Continued weakness in raw material prices, and the still slow pace of many of the world’s economies, again led to a decline in total revenue for the world’s top 50 equipment manufacturers.
In last year’s table, it was noted that sales of construction machinery from half a hundred companies had stood at just over $ 133 billion in 2015, down 16.2% from 2014. The latest fall is less dramatic. In 2016, total sales slightly exceeded US$129 billion, a decrease of 2.3% on the previous year.
The good news is that, according to the analysis of the consultancy Off-Highway Research, the industry has already bottomed out and is predicted to grow 8% this year.
Despite this, many large companies are still experiencing a tough market, and one of them is the largest manufacturer of construction equipment in the world, Caterpillar.
Aside from the humiliation of seeing its offices raided recently by US federal agents, following accusations of tax evasion, the US giant suffered a blow in 2016 with a 1.6% reduction in sales, which fell from US$24.12 billion in 2015 to US$21.34 billion in 2016. Nonetheless, the company remains ahead of all competitors in terms of sales volumes.
There is an intriguing move at the top of the table, the most significant of which comes from Sandvik, which came in tenth, jumping from 30th place in the previous year. The reason for this is a transformation of the firm’s business structure as it merged its mining and construction operations to create Sandvik Mining and Rock Technology. The new structure came into effect on July 1 of last year, having an extremely positive effect on the revenue figures recorded by the table.
Another surprising jump is that of Terex, which fell to ninth place in the list, when in the previous edition it was the third largest company. This is the result of the company’s sale of its materials handling and port solutions business to Finnish rival Konecranes for US$1.3 billion in 2016. The movement in Terex revenues could have been even more dramatic if the proposed sale of the company to the Chinese manufacturer Zoomlion had gone ahead.

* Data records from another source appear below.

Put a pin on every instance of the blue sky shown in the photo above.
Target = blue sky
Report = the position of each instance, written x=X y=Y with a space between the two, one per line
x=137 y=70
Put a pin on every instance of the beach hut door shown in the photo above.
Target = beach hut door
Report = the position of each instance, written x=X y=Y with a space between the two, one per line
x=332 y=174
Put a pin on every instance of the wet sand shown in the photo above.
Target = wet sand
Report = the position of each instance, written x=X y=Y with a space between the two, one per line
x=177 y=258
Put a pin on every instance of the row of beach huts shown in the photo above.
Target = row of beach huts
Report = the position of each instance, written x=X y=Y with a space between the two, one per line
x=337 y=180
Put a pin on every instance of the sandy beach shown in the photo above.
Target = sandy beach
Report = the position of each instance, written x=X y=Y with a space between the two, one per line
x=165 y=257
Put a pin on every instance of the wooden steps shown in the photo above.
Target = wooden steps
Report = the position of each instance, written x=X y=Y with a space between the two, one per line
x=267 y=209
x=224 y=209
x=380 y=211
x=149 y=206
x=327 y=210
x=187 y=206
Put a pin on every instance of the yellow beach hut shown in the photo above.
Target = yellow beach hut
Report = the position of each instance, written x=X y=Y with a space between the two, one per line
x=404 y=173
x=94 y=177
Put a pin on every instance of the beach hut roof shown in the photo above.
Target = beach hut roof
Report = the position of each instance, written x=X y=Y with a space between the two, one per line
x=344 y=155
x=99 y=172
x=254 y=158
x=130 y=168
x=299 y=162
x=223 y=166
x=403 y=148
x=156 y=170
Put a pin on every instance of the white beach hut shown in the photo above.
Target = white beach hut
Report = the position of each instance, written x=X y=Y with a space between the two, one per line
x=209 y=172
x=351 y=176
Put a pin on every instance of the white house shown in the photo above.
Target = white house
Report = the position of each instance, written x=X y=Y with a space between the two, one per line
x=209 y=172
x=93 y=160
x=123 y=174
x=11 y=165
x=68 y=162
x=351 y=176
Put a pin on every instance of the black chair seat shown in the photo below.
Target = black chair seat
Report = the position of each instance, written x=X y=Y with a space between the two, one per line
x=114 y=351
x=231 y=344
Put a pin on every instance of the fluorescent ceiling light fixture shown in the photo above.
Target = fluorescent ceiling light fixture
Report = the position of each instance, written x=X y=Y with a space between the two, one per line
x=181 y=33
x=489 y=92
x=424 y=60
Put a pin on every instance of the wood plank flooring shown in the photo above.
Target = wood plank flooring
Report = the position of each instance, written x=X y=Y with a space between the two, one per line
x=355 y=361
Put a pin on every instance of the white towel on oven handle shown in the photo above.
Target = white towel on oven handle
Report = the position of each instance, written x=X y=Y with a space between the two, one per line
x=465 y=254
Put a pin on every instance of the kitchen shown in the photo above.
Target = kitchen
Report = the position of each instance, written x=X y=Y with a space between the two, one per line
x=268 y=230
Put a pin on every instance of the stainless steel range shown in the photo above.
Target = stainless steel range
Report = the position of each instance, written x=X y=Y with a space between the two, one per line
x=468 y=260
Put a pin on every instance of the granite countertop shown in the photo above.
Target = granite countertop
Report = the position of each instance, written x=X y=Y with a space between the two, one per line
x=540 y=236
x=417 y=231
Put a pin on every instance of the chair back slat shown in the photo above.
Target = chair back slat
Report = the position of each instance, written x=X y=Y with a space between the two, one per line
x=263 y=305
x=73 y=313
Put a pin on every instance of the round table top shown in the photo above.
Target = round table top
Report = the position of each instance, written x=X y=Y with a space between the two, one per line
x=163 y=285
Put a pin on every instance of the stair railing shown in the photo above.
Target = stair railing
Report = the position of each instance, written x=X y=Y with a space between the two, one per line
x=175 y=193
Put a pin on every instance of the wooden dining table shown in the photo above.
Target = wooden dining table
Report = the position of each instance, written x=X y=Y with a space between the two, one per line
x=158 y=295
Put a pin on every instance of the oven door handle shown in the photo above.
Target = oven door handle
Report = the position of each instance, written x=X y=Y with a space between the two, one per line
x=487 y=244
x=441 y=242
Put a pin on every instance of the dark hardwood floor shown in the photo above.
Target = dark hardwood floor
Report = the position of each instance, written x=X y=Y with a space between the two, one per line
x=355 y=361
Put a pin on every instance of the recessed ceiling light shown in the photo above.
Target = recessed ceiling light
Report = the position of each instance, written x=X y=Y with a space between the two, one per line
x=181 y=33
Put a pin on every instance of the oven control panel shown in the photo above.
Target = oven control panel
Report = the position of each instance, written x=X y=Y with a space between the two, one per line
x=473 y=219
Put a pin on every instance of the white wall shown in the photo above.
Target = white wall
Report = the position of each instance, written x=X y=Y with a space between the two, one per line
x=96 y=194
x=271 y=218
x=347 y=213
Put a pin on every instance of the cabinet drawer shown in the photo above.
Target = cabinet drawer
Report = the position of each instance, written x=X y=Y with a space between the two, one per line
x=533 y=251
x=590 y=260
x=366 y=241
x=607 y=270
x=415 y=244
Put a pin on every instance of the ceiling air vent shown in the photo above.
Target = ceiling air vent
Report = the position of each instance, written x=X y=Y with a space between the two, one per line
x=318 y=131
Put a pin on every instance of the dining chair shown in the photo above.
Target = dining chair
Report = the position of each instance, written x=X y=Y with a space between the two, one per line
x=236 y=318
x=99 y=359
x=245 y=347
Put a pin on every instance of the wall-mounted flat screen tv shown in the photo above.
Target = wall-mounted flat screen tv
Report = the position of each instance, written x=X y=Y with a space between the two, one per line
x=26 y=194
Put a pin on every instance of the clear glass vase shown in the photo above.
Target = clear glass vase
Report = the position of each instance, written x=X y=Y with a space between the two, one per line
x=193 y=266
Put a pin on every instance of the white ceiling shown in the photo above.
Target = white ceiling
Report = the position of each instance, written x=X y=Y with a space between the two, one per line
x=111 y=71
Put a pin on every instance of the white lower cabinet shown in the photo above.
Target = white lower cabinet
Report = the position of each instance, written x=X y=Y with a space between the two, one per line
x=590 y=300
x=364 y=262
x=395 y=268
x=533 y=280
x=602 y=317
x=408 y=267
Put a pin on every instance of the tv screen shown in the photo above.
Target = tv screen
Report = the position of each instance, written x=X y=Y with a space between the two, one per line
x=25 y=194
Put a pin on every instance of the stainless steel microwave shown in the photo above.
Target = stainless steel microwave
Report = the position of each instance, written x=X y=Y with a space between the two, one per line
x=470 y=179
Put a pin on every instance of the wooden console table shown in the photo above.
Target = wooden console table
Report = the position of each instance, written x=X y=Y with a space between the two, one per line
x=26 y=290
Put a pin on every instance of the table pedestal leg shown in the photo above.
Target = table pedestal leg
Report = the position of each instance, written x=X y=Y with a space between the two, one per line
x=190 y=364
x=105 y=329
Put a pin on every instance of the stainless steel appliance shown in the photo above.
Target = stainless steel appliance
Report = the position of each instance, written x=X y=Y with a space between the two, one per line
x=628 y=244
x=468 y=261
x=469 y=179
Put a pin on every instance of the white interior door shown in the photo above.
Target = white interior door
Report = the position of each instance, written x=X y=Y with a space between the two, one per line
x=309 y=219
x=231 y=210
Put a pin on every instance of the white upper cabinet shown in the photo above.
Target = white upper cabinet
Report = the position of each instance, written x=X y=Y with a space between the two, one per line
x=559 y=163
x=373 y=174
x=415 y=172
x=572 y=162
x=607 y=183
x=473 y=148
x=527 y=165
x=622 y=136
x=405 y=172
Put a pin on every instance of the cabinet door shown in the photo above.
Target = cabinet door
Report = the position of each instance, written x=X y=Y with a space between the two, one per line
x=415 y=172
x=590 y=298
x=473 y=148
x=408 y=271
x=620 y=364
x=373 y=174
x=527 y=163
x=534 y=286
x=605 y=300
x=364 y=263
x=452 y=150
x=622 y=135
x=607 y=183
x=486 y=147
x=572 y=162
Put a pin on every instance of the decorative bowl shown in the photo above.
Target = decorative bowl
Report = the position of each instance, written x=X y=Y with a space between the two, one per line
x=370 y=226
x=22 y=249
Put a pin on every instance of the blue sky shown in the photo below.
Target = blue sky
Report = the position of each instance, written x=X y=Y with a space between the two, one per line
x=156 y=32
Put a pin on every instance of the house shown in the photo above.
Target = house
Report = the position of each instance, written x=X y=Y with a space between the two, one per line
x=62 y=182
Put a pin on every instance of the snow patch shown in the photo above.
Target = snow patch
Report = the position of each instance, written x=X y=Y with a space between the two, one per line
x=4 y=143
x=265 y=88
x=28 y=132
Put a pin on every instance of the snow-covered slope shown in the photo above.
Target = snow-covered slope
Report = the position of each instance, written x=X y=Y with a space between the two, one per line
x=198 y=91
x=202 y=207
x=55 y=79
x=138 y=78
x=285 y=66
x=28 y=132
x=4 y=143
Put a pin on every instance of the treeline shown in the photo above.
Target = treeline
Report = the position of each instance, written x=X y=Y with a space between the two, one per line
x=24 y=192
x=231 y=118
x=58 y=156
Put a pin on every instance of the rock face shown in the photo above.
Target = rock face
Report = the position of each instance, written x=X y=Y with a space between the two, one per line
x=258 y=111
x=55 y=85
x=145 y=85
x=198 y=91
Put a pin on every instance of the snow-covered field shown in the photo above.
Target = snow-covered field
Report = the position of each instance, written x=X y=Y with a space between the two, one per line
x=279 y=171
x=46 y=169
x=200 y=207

In the Top 10, a strong mover is the Korean firm Doosan Infracore, which rose from the eighth place to sixth this year. Doosan’s success in 2016 is largely due to strong sales to emerging markets, especially the supply of wheeled loaders and excavators to Qatar, Singapore and Myanmar.
In terms of regional market share, US companies lost 2.6%, largely due to the tribulations of CAT and the challenges of Terex, but also to the fall in revenues of John Deere and Manitowoc Cranes. Only Astec Industries appeared to slow the downward trend of the US contingent.
Conversely, Japan’s share in the world market increased by 2%, although much of this gain can be attributed to the strengthening of its currency. Taking an all-year average, the Japanese yen strengthened from an average of 121 yen per dollar in 2015 to 109 yen per dollar in 2016.
China is another country that has suffered a significant loss in its share of world revenue in 2016, from 14.4% in 2015 to 11.5% in 2016. Despite this decrease, it should be noted that of the nine Chinese firms on the list, only one lost ground (LiuGong, falling from 28th to 31st place).
The positions in the Yellow Table are based on sales in US dollars in the calendar year 2016. The currencies were converted into US dollars, based on the average exchange rate throughout 2016. Data was collected from a variety of sources including audited financial statements of companies and other reputable sources.
In Japan, India, and some other countries, the use of the fiscal year (which ended March 31) made it impossible to establish calendar year information. In these cases, the results of the fiscal year were used. In some cases, International Construction has estimated revenue based on historical data and industry trends.
While every effort has been made to ensure that the information contained in this report is accurate, International Construction accepts no responsibility for errors or omissions.